そして、この手紙の内容は、本来ならば生前のあなたに直接伝えるべきことでしたが、それを怠ったのはわたしの怠惰に依るものです。ごめんなさい。

 

 さて、わたしが大学で農学の道を選んだのはあなたの影響によるものだと思っています。
子どもの頃はよく畑に遊びに行って、野菜の収穫などをさせてもらいましたね。

先の見えない畑も、夏の蒸し蒸ししたハウスも、自分の手でとった野菜のみずみずしさも鮮やかに覚えています。

大学は、”まあ農学を専攻してみるのも悪くないか〜”くらいの軽い気持ちで選びましたが、想像以上に奥の深い世界でした。

社会人になって、仕事ではたくさんの農家さんと出会ってきましたが、きっとあなたは愚直に、そして真摯に仕事に向き合っていたのだろうと容易に想像がつきます。

これからも、農業の世界に片足の親指1本でも触れていられるよう努めます。

 

 話は変わりますが、今回あなたが旅立ったことは個人的には前向きに捉えていて、すこしホッとしました。

最後に話したのは何年前でしょうか。
薄情な孫で御免なさい。

でも、やっと解放されたと思って、安心したのです。

 

 わたしが歳を重ねるにつれ、口数の少なかったあなたと子どもの頃の自分がどんな会話をして、どんな風に遊んで、どんなことをしてもらっていたのか、記憶がどんどん風化しています。

それは悲しいことだけど、わたしが今回あなたを弔いたいと思えたのは、思い出が曖昧になった今でも、わたしがあなたに愛されていたと自信を持って言えるからです。
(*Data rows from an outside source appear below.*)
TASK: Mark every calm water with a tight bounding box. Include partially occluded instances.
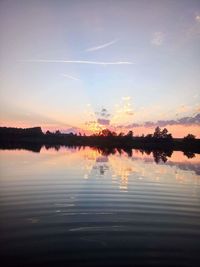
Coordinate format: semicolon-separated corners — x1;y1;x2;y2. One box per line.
0;148;200;266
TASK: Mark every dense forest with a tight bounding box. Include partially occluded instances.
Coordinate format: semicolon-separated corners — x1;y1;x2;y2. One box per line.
0;127;200;153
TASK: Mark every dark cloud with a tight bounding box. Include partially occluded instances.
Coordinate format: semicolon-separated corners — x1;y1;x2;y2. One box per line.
126;113;200;128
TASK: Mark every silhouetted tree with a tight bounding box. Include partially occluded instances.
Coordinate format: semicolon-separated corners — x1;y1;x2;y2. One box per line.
55;130;61;135
126;131;133;138
183;151;195;159
183;134;196;141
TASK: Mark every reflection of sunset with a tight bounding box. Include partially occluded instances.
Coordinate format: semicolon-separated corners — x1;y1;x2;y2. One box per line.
0;147;200;188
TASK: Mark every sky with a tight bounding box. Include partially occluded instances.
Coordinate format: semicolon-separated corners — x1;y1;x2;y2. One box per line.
0;0;200;137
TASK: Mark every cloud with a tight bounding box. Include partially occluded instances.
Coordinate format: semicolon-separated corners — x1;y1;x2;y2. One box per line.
97;119;110;125
126;113;200;128
22;59;134;66
61;73;80;81
195;15;200;23
151;32;164;46
85;39;118;52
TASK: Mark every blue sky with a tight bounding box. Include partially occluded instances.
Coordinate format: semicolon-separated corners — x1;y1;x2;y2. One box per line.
0;0;200;135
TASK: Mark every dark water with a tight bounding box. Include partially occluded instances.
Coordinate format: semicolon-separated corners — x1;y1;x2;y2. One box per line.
0;148;200;266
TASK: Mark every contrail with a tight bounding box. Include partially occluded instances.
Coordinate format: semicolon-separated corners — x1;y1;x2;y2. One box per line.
85;39;118;52
61;73;80;81
23;59;134;66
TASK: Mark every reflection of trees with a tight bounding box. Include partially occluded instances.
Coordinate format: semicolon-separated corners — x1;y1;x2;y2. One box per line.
153;150;173;163
183;151;195;159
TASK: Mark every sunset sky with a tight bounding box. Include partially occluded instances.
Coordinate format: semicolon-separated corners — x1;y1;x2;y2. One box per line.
0;0;200;137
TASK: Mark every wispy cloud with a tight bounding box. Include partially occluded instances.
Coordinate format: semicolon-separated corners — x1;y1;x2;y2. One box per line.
22;59;134;66
85;39;118;52
61;73;80;81
195;15;200;23
151;32;164;46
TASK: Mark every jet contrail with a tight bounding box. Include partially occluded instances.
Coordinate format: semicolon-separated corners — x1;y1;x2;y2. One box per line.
23;59;134;66
85;39;118;52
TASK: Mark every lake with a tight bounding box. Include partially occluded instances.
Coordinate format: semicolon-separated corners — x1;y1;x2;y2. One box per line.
0;147;200;266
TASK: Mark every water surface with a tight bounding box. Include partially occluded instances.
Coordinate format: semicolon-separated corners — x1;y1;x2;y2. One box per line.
0;147;200;266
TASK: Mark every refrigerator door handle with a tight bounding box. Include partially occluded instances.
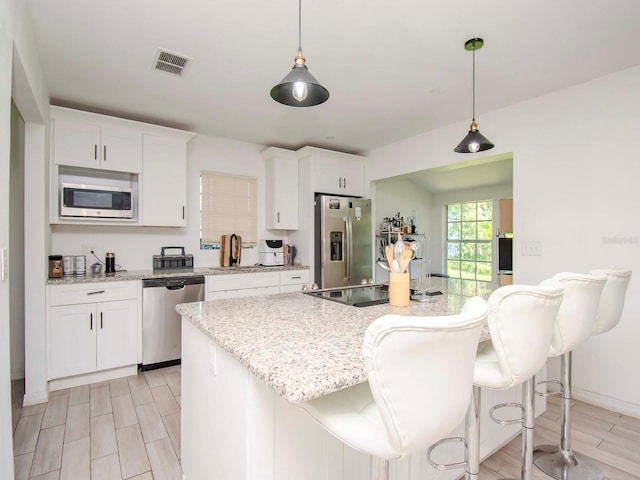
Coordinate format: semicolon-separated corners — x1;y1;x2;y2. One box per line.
344;216;353;285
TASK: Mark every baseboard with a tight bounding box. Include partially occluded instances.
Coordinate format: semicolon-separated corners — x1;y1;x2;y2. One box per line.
49;364;138;392
22;390;49;407
571;387;640;418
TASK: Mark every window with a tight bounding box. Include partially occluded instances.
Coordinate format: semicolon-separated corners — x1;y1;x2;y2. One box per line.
200;171;258;248
447;200;493;282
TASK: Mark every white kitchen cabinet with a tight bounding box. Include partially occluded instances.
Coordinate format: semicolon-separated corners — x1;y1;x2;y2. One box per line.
297;147;364;197
51;113;142;173
47;281;140;380
205;271;280;300
262;148;298;230
140;135;190;227
280;270;310;293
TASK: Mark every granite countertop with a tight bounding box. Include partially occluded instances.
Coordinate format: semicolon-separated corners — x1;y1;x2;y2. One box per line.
176;279;488;403
47;265;309;285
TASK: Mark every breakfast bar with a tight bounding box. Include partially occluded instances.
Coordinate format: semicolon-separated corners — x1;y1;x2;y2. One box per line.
176;279;532;480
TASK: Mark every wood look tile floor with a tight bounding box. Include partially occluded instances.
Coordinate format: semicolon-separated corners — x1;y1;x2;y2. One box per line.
12;367;182;480
12;367;640;480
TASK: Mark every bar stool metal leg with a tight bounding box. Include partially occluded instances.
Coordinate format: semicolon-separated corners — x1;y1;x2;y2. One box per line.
533;352;604;480
464;385;482;480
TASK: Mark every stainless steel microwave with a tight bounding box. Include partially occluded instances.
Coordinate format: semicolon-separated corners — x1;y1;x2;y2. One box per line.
60;183;133;218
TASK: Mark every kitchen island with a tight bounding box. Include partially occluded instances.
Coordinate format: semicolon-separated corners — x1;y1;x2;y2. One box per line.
177;279;532;480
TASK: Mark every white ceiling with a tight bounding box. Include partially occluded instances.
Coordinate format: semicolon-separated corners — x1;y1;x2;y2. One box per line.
26;0;640;159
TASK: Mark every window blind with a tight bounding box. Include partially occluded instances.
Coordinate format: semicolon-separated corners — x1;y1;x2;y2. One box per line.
200;171;258;244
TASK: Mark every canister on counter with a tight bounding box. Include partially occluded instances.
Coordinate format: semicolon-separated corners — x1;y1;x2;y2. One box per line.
49;255;62;278
104;252;116;274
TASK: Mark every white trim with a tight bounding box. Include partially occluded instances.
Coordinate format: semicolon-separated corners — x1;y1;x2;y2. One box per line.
49;365;138;392
22;390;49;407
571;387;640;418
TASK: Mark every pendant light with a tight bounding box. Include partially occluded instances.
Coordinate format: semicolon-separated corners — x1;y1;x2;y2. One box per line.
453;38;494;153
271;0;329;107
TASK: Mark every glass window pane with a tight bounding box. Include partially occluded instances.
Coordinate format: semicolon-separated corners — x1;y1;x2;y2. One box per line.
447;203;461;222
476;242;491;262
460;262;476;280
447;223;461;240
462;222;477;240
460;243;476;261
462;202;477;221
478;201;493;220
447;278;460;294
478;222;493;240
447;242;460;260
447;260;460;278
476;262;491;282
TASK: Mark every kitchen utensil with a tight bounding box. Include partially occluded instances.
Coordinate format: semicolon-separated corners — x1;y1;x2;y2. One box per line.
104;252;116;274
391;258;401;273
384;245;393;271
378;260;391;272
393;231;404;260
220;233;241;267
49;255;62;278
398;248;413;273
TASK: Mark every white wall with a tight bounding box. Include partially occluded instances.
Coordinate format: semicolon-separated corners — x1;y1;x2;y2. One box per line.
0;0;13;478
9;102;25;379
367;67;640;417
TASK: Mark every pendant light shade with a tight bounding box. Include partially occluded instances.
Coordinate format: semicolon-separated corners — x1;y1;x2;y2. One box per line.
453;38;494;153
271;0;329;107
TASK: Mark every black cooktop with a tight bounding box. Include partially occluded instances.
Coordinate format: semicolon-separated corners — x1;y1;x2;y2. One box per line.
304;284;389;307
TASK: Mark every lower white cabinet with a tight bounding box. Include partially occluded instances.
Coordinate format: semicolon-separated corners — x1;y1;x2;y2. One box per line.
205;272;280;300
47;281;139;380
205;269;309;300
280;270;310;293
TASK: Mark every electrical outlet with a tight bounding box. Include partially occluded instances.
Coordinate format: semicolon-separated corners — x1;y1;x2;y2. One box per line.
522;241;542;257
82;243;96;259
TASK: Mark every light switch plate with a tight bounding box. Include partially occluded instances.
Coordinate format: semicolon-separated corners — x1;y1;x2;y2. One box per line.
0;248;9;282
522;241;542;257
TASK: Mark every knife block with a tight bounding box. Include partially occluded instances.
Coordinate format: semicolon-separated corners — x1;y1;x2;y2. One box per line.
389;272;410;307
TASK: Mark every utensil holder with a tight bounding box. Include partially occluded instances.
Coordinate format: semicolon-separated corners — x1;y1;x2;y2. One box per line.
389;272;410;307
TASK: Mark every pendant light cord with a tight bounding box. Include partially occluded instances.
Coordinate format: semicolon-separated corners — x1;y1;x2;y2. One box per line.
298;0;302;52
471;42;476;122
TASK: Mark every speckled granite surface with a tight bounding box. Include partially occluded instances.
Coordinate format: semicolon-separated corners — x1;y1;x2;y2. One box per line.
176;281;488;403
47;265;309;285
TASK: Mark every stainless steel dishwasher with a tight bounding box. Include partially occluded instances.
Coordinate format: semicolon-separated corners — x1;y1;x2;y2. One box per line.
142;276;204;370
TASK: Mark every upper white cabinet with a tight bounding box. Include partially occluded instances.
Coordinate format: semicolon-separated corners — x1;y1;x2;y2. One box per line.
49;107;194;227
51;109;142;173
262;148;298;230
140;135;187;227
298;147;364;197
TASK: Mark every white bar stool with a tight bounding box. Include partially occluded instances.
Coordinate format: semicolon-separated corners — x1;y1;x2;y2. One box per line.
300;297;487;480
427;284;563;480
533;272;607;480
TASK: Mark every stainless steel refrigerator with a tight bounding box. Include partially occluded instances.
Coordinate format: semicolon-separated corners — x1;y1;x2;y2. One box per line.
315;195;373;288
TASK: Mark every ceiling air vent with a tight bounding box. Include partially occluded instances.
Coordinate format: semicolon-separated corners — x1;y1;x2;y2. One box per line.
153;48;193;77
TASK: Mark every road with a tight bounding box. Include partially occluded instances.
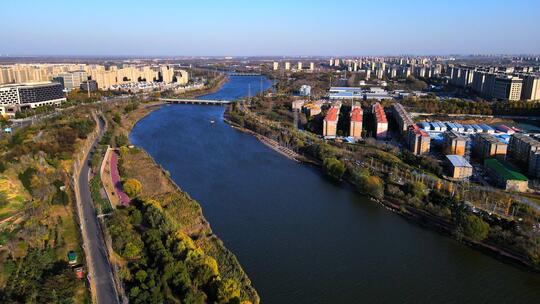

あなたの遺影は、生後5ヶ月のわたしを抱いていた時の写真になりました。

その笑顔が、祖父と孫であるわたしたちの関係を紛れもなく証明しているでしょう。
これからもその笑顔で、見守っていてください。

 

 最後になりますが、わたしはきっとまたあなたとどこかで会えると信じています。
そのときは、新たな関係を築き、あの時のように笑い合いたいものです。

 おじいちゃん、さようなら。
 そして、「はじめまして」と言えるそのときまで。

あなたの初孫 ゆかより

祖父への弔辞を残しておきます。